The Art of Stealing a Duke’s Heart by Ellie St. Clair

 

Chapter 1

London ~ 1812

“You can try as hard as you like, but you will never blend in.”

Calliope fixed an annoyed gaze on her sister, who so easily slipped into the shadows unnoticed that Calli hadn’t even seen her approach.

“We are supposed to be avoiding one another.”

“That’s what Arie said, yes, but then Arie isn’t here, now is he?”

One corner of Calli’s lips tugged up into a smile. Diana was right, but while she had always been the forgotten one, she was also, in her own way, the most rebellious.

While Calli would far prefer to be recognized for proving her worth.

“You’re supposed to be searching the house by now,” Diana said from the corner of her mouth. “Why are you still here in the ballroom?”

Calli sighed as she turned from her sister, staring out across the dance floor in front of them, at the swirls of colorful gowns draping the women’s bodies, and the dashing gentlemen who held their partners in close embraces.

“I just… wanted to watch the dancing. I’ve never seen a waltz like this before.”

“We learned it, though.”

It was true. It had been part of all of their lessons. Lessons on how to be one of these people, how to fit in and make everyone believe their lies.

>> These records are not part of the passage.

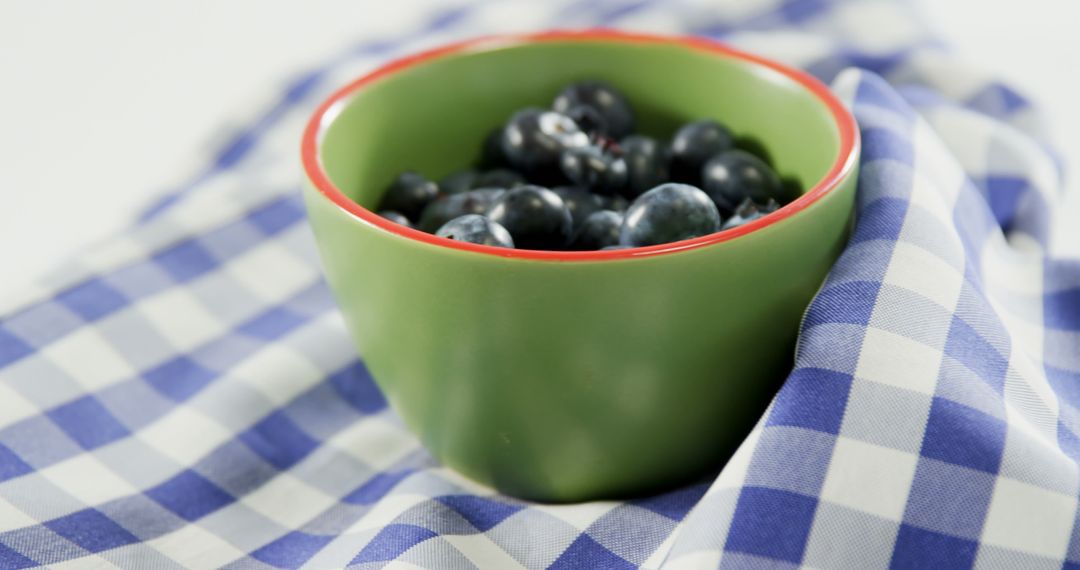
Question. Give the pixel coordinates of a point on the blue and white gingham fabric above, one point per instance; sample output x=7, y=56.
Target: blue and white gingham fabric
x=185, y=395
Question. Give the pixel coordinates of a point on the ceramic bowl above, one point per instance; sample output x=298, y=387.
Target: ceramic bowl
x=558, y=376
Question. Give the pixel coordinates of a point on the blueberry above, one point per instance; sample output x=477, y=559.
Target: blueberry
x=534, y=139
x=451, y=206
x=580, y=202
x=748, y=211
x=646, y=164
x=459, y=181
x=599, y=230
x=669, y=213
x=589, y=120
x=734, y=175
x=693, y=145
x=474, y=228
x=593, y=168
x=608, y=102
x=499, y=178
x=491, y=155
x=409, y=193
x=395, y=217
x=536, y=217
x=617, y=203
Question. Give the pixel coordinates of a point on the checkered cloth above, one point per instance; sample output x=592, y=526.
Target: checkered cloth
x=185, y=394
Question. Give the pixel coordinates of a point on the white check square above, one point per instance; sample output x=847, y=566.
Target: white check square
x=868, y=477
x=1029, y=518
x=894, y=360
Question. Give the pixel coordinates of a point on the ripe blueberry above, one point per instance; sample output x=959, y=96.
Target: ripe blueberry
x=474, y=228
x=580, y=202
x=534, y=139
x=536, y=217
x=748, y=211
x=598, y=231
x=694, y=144
x=451, y=206
x=736, y=175
x=669, y=213
x=593, y=168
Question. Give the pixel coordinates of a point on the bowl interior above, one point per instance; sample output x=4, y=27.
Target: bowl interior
x=432, y=117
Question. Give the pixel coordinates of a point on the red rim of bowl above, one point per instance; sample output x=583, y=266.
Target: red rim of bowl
x=842, y=164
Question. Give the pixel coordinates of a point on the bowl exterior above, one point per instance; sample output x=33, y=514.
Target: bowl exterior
x=575, y=380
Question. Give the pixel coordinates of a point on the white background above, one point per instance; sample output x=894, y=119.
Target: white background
x=106, y=104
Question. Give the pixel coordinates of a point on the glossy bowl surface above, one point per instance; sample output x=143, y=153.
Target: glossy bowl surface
x=566, y=376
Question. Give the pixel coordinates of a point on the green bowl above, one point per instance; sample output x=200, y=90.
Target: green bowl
x=559, y=376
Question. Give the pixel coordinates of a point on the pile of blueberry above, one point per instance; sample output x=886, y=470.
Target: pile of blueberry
x=577, y=177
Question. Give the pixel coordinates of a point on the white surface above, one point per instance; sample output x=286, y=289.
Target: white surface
x=106, y=104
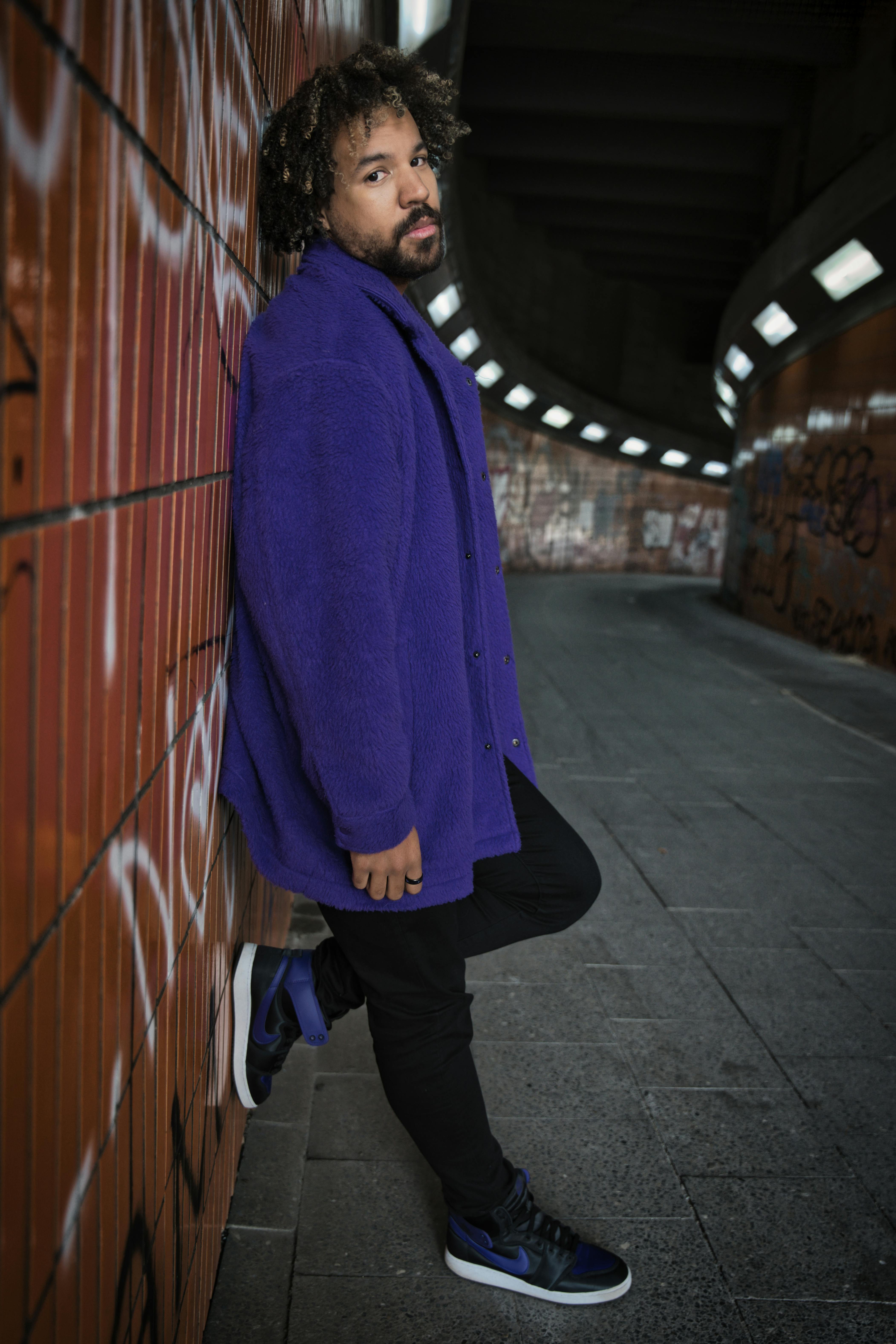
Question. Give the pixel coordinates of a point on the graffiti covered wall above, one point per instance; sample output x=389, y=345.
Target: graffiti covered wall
x=565, y=509
x=131, y=273
x=813, y=546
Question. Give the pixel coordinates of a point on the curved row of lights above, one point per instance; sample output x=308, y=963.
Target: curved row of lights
x=520, y=397
x=840, y=275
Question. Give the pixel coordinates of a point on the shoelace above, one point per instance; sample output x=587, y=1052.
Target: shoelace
x=550, y=1228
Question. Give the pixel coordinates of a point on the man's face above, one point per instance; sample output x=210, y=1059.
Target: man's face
x=385, y=209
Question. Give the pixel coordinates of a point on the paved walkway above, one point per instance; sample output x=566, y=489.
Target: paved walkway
x=700, y=1074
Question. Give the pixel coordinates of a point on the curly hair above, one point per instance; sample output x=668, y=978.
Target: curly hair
x=296, y=175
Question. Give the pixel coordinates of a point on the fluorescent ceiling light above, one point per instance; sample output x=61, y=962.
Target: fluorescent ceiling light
x=420, y=19
x=774, y=325
x=739, y=364
x=847, y=269
x=672, y=458
x=558, y=416
x=467, y=343
x=726, y=393
x=489, y=374
x=520, y=397
x=444, y=306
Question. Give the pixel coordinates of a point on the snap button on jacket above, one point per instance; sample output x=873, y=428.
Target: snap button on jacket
x=366, y=561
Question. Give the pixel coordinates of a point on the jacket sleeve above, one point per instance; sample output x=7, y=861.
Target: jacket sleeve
x=317, y=525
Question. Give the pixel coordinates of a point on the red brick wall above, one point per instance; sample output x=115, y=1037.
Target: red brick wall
x=131, y=273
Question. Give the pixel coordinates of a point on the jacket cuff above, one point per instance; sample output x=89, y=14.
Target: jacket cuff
x=378, y=833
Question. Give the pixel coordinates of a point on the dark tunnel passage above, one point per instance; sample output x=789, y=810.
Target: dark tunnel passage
x=669, y=277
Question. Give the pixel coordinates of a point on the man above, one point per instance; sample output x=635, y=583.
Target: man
x=374, y=744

“But to dance it, here, in such a room, with the angels watching from paintings above, surrounded by white stucco pillars, my feet on marble, it would be like I was dancing among the gods and goddesses themselves.”

Diana choked out a bark of laughter at Calli’s fanciful words, and Calli found her face growing hot at the fact that she had actually said them aloud.

“This is not your world, Calli. It never will be. We are here for one purpose, and one purpose only. Do you understand?”

Calli gave a quick nod before turning from the scene in front of her. Diana was right. She had a job to do. One she could hardly believe that Arie had actually trusted her with. Calli smoothed her hand down the grey muslin of her skirts, created for this very function. She was to fit in, to make all believe she was a companion, not a debutante who would be expected to be making her acquaintance with young gentlemen or stepping onto the floor in a waltz.

“Besides,” Diana said, her voice softening as she stared at the woman who was her sister in nearly every sense of the word, “if you were to step out onto that dance floor, every person — man or woman — would not be able to help but notice you. You would be the talk of Society.”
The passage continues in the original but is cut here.